L’adoption et la signature de la Charte des médias, de l’environnement et du développement durable en octobre 2017, présageaient un ferme engagement de tous les signataires (pouvoirs publics, secteur privé, société civile, institutions de formations et médias nationaux) à faire du développement durable une priorité nationale.
Il était question de conjuguer les efforts pour permettre aux médias de jouer le rôle qui leur incombe dans cette lutte contre le changement climatique et dans ce processus de développement durable. Sauf que les bonnes intentions ne suffisent pas toujours pour opérer les vrais changements.
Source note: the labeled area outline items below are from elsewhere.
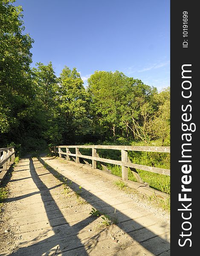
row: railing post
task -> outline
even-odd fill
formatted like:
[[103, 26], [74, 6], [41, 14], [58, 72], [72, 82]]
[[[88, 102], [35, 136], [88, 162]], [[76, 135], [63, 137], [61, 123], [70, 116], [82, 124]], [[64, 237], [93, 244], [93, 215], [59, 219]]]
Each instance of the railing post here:
[[[12, 153], [14, 153], [14, 148], [12, 148]], [[14, 159], [15, 159], [15, 156], [14, 155], [14, 154], [11, 157], [11, 160], [12, 162], [14, 162]]]
[[[79, 154], [79, 151], [78, 150], [78, 148], [75, 148], [76, 151], [76, 154]], [[76, 163], [79, 163], [79, 157], [76, 156]]]
[[58, 148], [58, 154], [59, 154], [59, 157], [61, 158], [62, 157], [62, 155], [61, 154], [61, 148]]
[[[93, 157], [96, 157], [96, 149], [93, 148], [92, 150]], [[96, 161], [93, 159], [92, 166], [93, 169], [96, 169]]]
[[[3, 161], [7, 158], [7, 152], [6, 151], [3, 151]], [[3, 164], [2, 171], [7, 171], [7, 161], [6, 161]]]
[[[128, 152], [122, 149], [122, 162], [127, 163], [128, 161]], [[123, 163], [122, 163], [123, 164]], [[128, 180], [128, 168], [124, 166], [122, 166], [122, 180]]]
[[8, 149], [8, 152], [7, 152], [7, 157], [8, 157], [8, 160], [7, 160], [7, 165], [9, 166], [10, 165], [10, 149]]
[[[69, 150], [69, 148], [66, 148], [66, 153], [67, 154], [68, 153], [70, 153], [70, 150]], [[70, 160], [70, 156], [68, 156], [68, 155], [67, 154], [66, 155], [66, 158], [67, 161]]]

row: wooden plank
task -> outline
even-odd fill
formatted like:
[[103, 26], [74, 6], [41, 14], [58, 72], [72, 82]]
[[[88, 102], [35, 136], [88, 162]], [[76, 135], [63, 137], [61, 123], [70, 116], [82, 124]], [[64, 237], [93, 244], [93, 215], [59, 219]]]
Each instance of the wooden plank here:
[[[125, 150], [122, 150], [122, 162], [125, 163], [128, 162], [128, 152]], [[122, 180], [128, 180], [128, 168], [125, 165], [122, 166]]]
[[1, 152], [3, 152], [3, 151], [7, 151], [9, 149], [10, 150], [12, 148], [13, 148], [13, 147], [10, 147], [9, 148], [0, 148], [0, 153]]
[[[6, 151], [5, 151], [5, 152], [6, 152]], [[15, 151], [14, 151], [14, 152], [12, 153], [12, 154], [10, 154], [10, 157], [11, 157], [13, 155], [14, 155], [14, 154], [15, 153], [16, 153]], [[1, 162], [0, 163], [0, 167], [1, 167], [6, 162], [7, 162], [7, 161], [8, 160], [8, 158], [6, 157], [6, 158], [4, 159], [4, 157], [3, 157], [3, 154], [1, 157], [1, 160], [2, 159], [3, 159], [3, 160], [1, 160]]]
[[[99, 154], [97, 153], [96, 153], [96, 156], [97, 157], [99, 157]], [[105, 171], [106, 172], [107, 172], [109, 173], [111, 173], [111, 171], [110, 170], [109, 170], [107, 168], [107, 167], [105, 165], [104, 165], [102, 163], [100, 163], [100, 164], [101, 166], [103, 167], [103, 169], [104, 171]]]
[[[66, 148], [66, 153], [70, 153], [70, 150], [69, 150], [69, 148]], [[79, 152], [79, 154], [80, 154], [80, 152]], [[70, 161], [70, 157], [69, 156], [69, 155], [67, 154], [67, 161]]]
[[[131, 163], [131, 161], [130, 161], [130, 160], [128, 157], [128, 163]], [[138, 174], [138, 172], [136, 170], [136, 169], [135, 169], [135, 168], [133, 168], [132, 167], [129, 167], [129, 168], [130, 169], [130, 171], [131, 171], [132, 173], [134, 175], [134, 176], [135, 177], [135, 178], [136, 179], [136, 180], [137, 180], [137, 181], [138, 182], [139, 182], [139, 183], [141, 183], [142, 184], [144, 184], [145, 183], [142, 180], [142, 179], [141, 177], [139, 176], [139, 174]]]
[[[66, 153], [62, 154], [66, 154]], [[70, 156], [74, 157], [76, 156], [76, 154], [69, 154]], [[79, 154], [78, 155], [79, 157], [86, 158], [86, 159], [90, 159], [91, 160], [94, 160], [96, 161], [98, 161], [99, 162], [101, 162], [103, 163], [116, 164], [117, 165], [121, 166], [123, 166], [127, 167], [132, 167], [133, 168], [136, 168], [136, 169], [139, 169], [139, 170], [143, 170], [144, 171], [151, 172], [154, 172], [155, 173], [159, 173], [159, 174], [163, 174], [165, 175], [170, 176], [170, 170], [168, 169], [163, 169], [162, 168], [158, 168], [157, 167], [148, 166], [144, 166], [136, 163], [122, 163], [121, 161], [118, 161], [117, 160], [112, 160], [111, 159], [107, 159], [106, 158], [101, 158], [101, 157], [93, 157], [86, 156], [85, 155]]]
[[14, 148], [12, 148], [12, 154], [10, 155], [10, 156], [12, 157], [11, 157], [11, 160], [12, 162], [14, 162], [14, 159], [15, 158], [15, 151], [14, 151]]
[[8, 149], [8, 152], [7, 152], [7, 164], [9, 166], [10, 165], [10, 150], [9, 149]]
[[[3, 151], [3, 160], [2, 165], [3, 165], [3, 168], [2, 171], [7, 170], [7, 152], [6, 151]], [[6, 161], [5, 161], [6, 160]]]
[[69, 148], [78, 147], [79, 148], [96, 148], [104, 149], [117, 149], [118, 150], [128, 150], [130, 151], [145, 151], [147, 152], [158, 152], [170, 153], [170, 147], [157, 147], [150, 146], [118, 146], [108, 145], [80, 145], [57, 146], [59, 148]]
[[96, 149], [95, 148], [92, 148], [92, 155], [93, 160], [92, 163], [92, 166], [93, 169], [96, 169], [96, 161], [94, 160], [94, 157], [96, 157]]
[[[81, 154], [81, 153], [80, 152], [80, 151], [79, 151], [79, 154], [82, 155], [82, 154]], [[90, 163], [88, 163], [88, 162], [87, 161], [86, 161], [85, 160], [84, 160], [84, 159], [83, 159], [83, 160], [84, 160], [84, 162], [86, 164], [87, 164], [87, 165], [89, 165], [89, 166], [92, 166], [92, 165], [90, 164]]]
[[79, 157], [78, 156], [79, 156], [80, 154], [79, 154], [79, 151], [78, 151], [78, 148], [75, 148], [75, 151], [76, 151], [76, 163], [80, 163], [80, 160], [79, 160]]

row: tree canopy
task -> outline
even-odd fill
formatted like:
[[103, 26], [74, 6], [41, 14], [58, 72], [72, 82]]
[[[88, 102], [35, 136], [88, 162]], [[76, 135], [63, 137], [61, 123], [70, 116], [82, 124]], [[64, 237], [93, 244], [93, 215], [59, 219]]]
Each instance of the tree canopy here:
[[0, 1], [0, 147], [169, 144], [169, 87], [159, 93], [117, 70], [95, 71], [86, 87], [75, 67], [59, 77], [51, 62], [31, 68], [34, 41], [14, 1]]

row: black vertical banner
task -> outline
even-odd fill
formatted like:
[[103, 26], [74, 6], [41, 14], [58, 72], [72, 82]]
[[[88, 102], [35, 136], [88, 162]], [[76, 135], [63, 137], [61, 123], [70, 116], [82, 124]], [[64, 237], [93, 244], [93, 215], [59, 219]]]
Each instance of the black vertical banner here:
[[[200, 82], [197, 1], [171, 1], [172, 256], [200, 254]], [[198, 46], [197, 46], [198, 45]]]

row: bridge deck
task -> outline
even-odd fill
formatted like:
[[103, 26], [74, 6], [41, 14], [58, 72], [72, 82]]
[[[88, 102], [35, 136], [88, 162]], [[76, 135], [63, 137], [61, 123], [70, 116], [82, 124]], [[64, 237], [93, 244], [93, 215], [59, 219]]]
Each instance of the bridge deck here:
[[[9, 187], [5, 214], [14, 243], [2, 256], [170, 255], [169, 221], [92, 171], [52, 157], [24, 158]], [[92, 207], [115, 224], [103, 225]]]

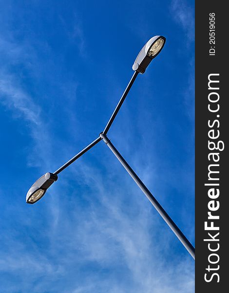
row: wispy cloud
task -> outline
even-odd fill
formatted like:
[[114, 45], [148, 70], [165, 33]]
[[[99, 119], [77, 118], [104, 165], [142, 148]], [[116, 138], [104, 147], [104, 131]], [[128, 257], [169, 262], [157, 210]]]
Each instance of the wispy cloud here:
[[[71, 37], [79, 41], [82, 50], [83, 33], [78, 27], [73, 27]], [[74, 148], [52, 133], [39, 99], [36, 101], [23, 86], [20, 76], [11, 69], [10, 60], [14, 63], [22, 60], [30, 66], [25, 52], [29, 49], [29, 58], [36, 60], [35, 49], [17, 43], [12, 37], [10, 41], [6, 39], [1, 42], [9, 63], [5, 62], [0, 71], [0, 101], [13, 118], [26, 125], [33, 154], [29, 155], [30, 166], [43, 166], [42, 169], [44, 166], [49, 170], [56, 164], [52, 150], [59, 149], [57, 151], [61, 153], [60, 160], [73, 153]], [[38, 63], [37, 60], [35, 63]], [[49, 65], [48, 62], [44, 67], [48, 68]], [[40, 77], [38, 67], [37, 72]], [[50, 80], [57, 87], [58, 81], [52, 77]], [[63, 82], [59, 86], [66, 90], [68, 84]], [[74, 117], [74, 109], [70, 107], [66, 112]], [[63, 129], [74, 128], [76, 120], [67, 120]], [[114, 137], [121, 137], [117, 140], [121, 142], [118, 131]], [[100, 160], [99, 167], [79, 160], [63, 174], [58, 188], [50, 188], [45, 196], [47, 205], [39, 209], [33, 207], [33, 210], [18, 209], [11, 232], [2, 239], [0, 252], [0, 271], [11, 278], [14, 276], [17, 284], [6, 287], [4, 292], [193, 292], [192, 260], [189, 255], [176, 255], [175, 261], [171, 260], [168, 254], [175, 236], [168, 232], [168, 227], [131, 179], [116, 170], [114, 175], [112, 167], [119, 166], [110, 159], [112, 155], [104, 151], [102, 157], [99, 150], [96, 151], [104, 160]], [[125, 151], [133, 158], [134, 168], [153, 184], [150, 179], [155, 178], [153, 170], [146, 167], [130, 148]], [[152, 156], [147, 158], [153, 160]]]

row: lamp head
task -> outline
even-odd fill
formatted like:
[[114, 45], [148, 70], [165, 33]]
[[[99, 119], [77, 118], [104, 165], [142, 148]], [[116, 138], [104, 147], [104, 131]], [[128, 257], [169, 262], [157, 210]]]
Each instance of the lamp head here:
[[133, 70], [144, 73], [153, 59], [162, 50], [165, 41], [162, 36], [155, 36], [149, 40], [137, 55], [132, 67]]
[[32, 204], [38, 201], [57, 179], [57, 175], [52, 173], [46, 173], [42, 176], [30, 188], [26, 194], [26, 203]]

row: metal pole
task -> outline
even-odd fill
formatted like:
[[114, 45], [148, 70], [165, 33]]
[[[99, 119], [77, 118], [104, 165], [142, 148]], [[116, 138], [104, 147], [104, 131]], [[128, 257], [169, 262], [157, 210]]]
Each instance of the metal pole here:
[[116, 115], [118, 113], [119, 109], [121, 108], [121, 105], [122, 105], [125, 99], [126, 99], [126, 97], [127, 96], [128, 93], [129, 93], [130, 90], [131, 89], [131, 87], [132, 86], [133, 84], [134, 84], [136, 78], [139, 72], [137, 72], [136, 71], [134, 71], [132, 77], [131, 78], [131, 80], [130, 81], [128, 85], [127, 85], [126, 89], [124, 91], [124, 92], [122, 94], [121, 99], [119, 100], [117, 105], [116, 106], [116, 108], [114, 109], [114, 111], [113, 112], [113, 114], [111, 115], [111, 118], [110, 118], [110, 120], [108, 121], [107, 126], [105, 127], [104, 130], [103, 131], [103, 134], [106, 134], [107, 133], [108, 130], [109, 130], [110, 127], [111, 126], [113, 121], [114, 120], [114, 118], [116, 117]]
[[60, 168], [57, 169], [57, 171], [55, 171], [53, 174], [55, 174], [57, 175], [60, 173], [61, 171], [63, 171], [65, 168], [67, 168], [70, 165], [71, 165], [72, 163], [75, 162], [76, 160], [77, 160], [79, 157], [81, 157], [82, 155], [85, 154], [86, 152], [89, 150], [90, 148], [93, 147], [94, 146], [96, 145], [98, 142], [99, 142], [102, 140], [102, 138], [99, 136], [98, 138], [96, 138], [94, 142], [92, 142], [91, 144], [90, 144], [89, 146], [85, 147], [83, 149], [82, 149], [81, 151], [78, 153], [76, 156], [72, 158], [71, 160], [69, 160], [67, 163], [65, 163], [64, 165], [63, 165]]
[[181, 232], [175, 223], [169, 216], [166, 211], [160, 205], [160, 204], [156, 200], [153, 195], [151, 193], [146, 186], [144, 184], [141, 179], [132, 169], [131, 167], [128, 165], [127, 162], [122, 157], [121, 155], [118, 152], [117, 150], [111, 143], [111, 141], [108, 138], [107, 136], [106, 136], [106, 135], [104, 135], [104, 134], [102, 133], [100, 133], [100, 136], [104, 141], [105, 144], [115, 155], [118, 161], [121, 163], [132, 178], [134, 180], [142, 191], [145, 193], [149, 200], [156, 209], [161, 215], [165, 222], [167, 223], [172, 230], [173, 231], [180, 241], [182, 243], [190, 254], [194, 258], [194, 259], [195, 259], [195, 249], [191, 244], [191, 243], [189, 241], [189, 240]]

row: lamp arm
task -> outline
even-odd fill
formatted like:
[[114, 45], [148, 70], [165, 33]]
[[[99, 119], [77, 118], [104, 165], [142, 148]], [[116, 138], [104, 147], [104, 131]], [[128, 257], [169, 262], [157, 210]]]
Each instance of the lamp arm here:
[[67, 163], [65, 163], [65, 164], [64, 164], [62, 166], [60, 167], [57, 170], [57, 171], [55, 171], [53, 174], [57, 175], [57, 174], [59, 174], [59, 173], [60, 173], [60, 172], [63, 171], [63, 170], [64, 170], [65, 168], [67, 168], [67, 167], [68, 167], [70, 165], [71, 165], [72, 163], [75, 162], [76, 160], [78, 159], [79, 157], [81, 157], [82, 155], [83, 155], [83, 154], [85, 154], [85, 152], [86, 152], [88, 150], [89, 150], [90, 148], [91, 148], [94, 146], [96, 145], [101, 140], [102, 138], [100, 136], [96, 138], [95, 140], [94, 140], [94, 141], [92, 142], [91, 144], [85, 147], [83, 149], [82, 149], [77, 154], [74, 156], [73, 158], [72, 158], [72, 159], [71, 159], [71, 160], [69, 160], [69, 161], [68, 161]]

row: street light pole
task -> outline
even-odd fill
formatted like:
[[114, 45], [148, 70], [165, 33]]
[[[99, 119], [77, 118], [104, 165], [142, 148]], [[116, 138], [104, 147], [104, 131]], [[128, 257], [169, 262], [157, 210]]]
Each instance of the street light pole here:
[[87, 146], [83, 148], [76, 155], [74, 156], [74, 157], [60, 167], [53, 173], [49, 172], [46, 173], [45, 175], [43, 175], [39, 178], [39, 179], [37, 180], [27, 192], [26, 195], [26, 202], [28, 204], [34, 204], [39, 200], [39, 199], [44, 195], [48, 188], [49, 188], [54, 182], [57, 180], [58, 174], [60, 173], [60, 172], [63, 171], [63, 170], [65, 169], [65, 168], [78, 159], [82, 155], [85, 154], [88, 150], [95, 146], [95, 145], [100, 141], [103, 140], [130, 176], [135, 182], [138, 186], [144, 192], [150, 202], [154, 207], [156, 210], [159, 212], [174, 234], [176, 235], [191, 256], [195, 259], [195, 249], [194, 247], [181, 232], [171, 218], [169, 216], [146, 186], [144, 184], [141, 179], [128, 165], [121, 155], [118, 152], [106, 135], [138, 73], [140, 73], [143, 74], [145, 72], [146, 69], [152, 60], [157, 56], [162, 49], [165, 41], [165, 38], [164, 37], [162, 37], [162, 36], [156, 36], [152, 38], [145, 44], [140, 51], [133, 66], [132, 68], [134, 71], [134, 72], [103, 131], [99, 134], [99, 136], [97, 138], [92, 142], [92, 143]]
[[100, 136], [103, 140], [104, 143], [107, 145], [123, 167], [126, 169], [131, 177], [134, 179], [138, 187], [140, 188], [150, 202], [159, 212], [161, 217], [164, 219], [168, 225], [170, 227], [180, 241], [182, 243], [194, 259], [195, 259], [195, 249], [191, 243], [181, 232], [178, 227], [158, 203], [152, 193], [151, 193], [136, 173], [135, 173], [134, 170], [131, 168], [126, 161], [125, 160], [121, 154], [115, 148], [107, 136], [103, 134], [102, 132], [100, 134]]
En effet, les engagements pris par les 30 signataires sont encore lettre morte. Preuve en est, les sujets environnementaux et climatiques sont de plus en plus absents du paysage médiatique. Un constat relevé par Amina Lemrini Elouahabi, Présidente de la Haute Autorité de la communication audiovisuelle (HACA) lors d’une intervention en marge d’une rencontre organisée par l’Association Ribat Al Fath sous le thème «L’environnement dans le paysage médiatique marocain ». Pis encore, un rapport réalisé par la HACA durant la COP22, révèle que les médias audiovisuels n’ont consacré au volet environnemental qu’une faible part. Chiffres à l’appui, la part des programmes environnementaux de la programmation générale des services télévisés n’ont représenté que 0,9% (2M), 3,6% (Al Oula) et 5,7% (Medi1 TV) avec une prédominance de la longue française avec 54%, 31,59% de l’arabe et 11,36% de l’Amazighe.
Pour changer cette donne et honorer les engagements pris par les différents signataires, Amina Lemrini Elouahabi, a appelé tous les acteurs à passer à l’action car c’est là où le bât blesse (Voir vidéo).
SM le Roi dans son discours inaugural de la COP22 avait insisté sur la nécessité d’un engagement actif envers la protection de l’environnement et a appelé à « rattraper le temps perdu » par une mobilisation continue et globale. Car tout simplement, il n’y a plus de temps à perdre face à l’accélération alarmante du changement climatique.
Rallumer la flamme de l’engagement environnemental
Malheureusement, malgré l’urgence et les risques que nous encourons, force est de constater que, passée la COP22, un relâchement de la mobilisation « environnementale » s’est fait remarquablement ressenti. D’où la question : la mobilisation que les différents acteurs avaient affichée en marge de la COP22 était-elle plus conjoncturelle pour ne pas dire un effet de mode ou une tendance que tout le monde souhaitait suivre?
Une question légitime étant donné que les sujets environnementaux sont relégués au second plan ou traités de façon sommaire. Or pour rallumer cette flamme de l’engagement environnemental et la pérenniser dans le temps, les médias ont un rôle primordial à jouer.
Le premier est celui d’informer et sensibiliser l’opinion publique. Relever les défis environnementaux n’est pas uniquement une affaire de l’Etat ou des politiques publiques, mais de toutes les composantes de la société : vieux, jeunes, hommes, femmes, riches, pauvres, citoyens, entreprises, société civile, sphère politique, médias…
L’enjeu n’est pas uniquement de rappeler aux décideurs politiques les engagements et les défis à relever dans ce domaine mais de sensibiliser les citoyens sur cette menace qui nous guette et sur leur part de responsabilité dans ce processus de lutte contre le changement climatique, de protection de l’environnement et de préservation des ressources naturelles.
Mais pour y arriver, il ne faut pas se contenter d’une simple communication superficielle et institutionnelle, mais aller plus en profondeur des sujets environnementaux par des enquêtes et en donnant la parole à la société civile, aux collectivités territoriales, aux secteurs privés, aux jeunes ainsi qu’aux experts environnementaux.
Contraintes à surmonter
Toutefois, pour contribuer à cet élan, et remplir dignement leur rôle, les médias doivent disposer des moyens technique, humain et financier. En effet, le gouvernement n’encourage pas les initiatives de contenu environnemental dans les médias ni sur le plan financier ni en matière de renforcement des capacités. Même constat pour le secteur privé, qui après la COP22 s’intéresse de moins en moins aux sujets environnementaux. Quant à l’accès à l’information, c’est une autre paire de manches. Ce droit constitutionnel n’est toujours pas un acquis ni pour les citoyens, ni pour les médias qui sont soit confrontés à l’absence de données et de statistiques soit à une rétention de l’information. C’est pourquoi l’accès régulier des médias à des informations fiables et actualisées ainsi qu’aux études et rapports pertinents en lien avec le sujet comme précisé dans la Charte est une condition sine qua non pour réussir à fédérer toutes les forces vives du pays autour du développement durable et de l’environnement.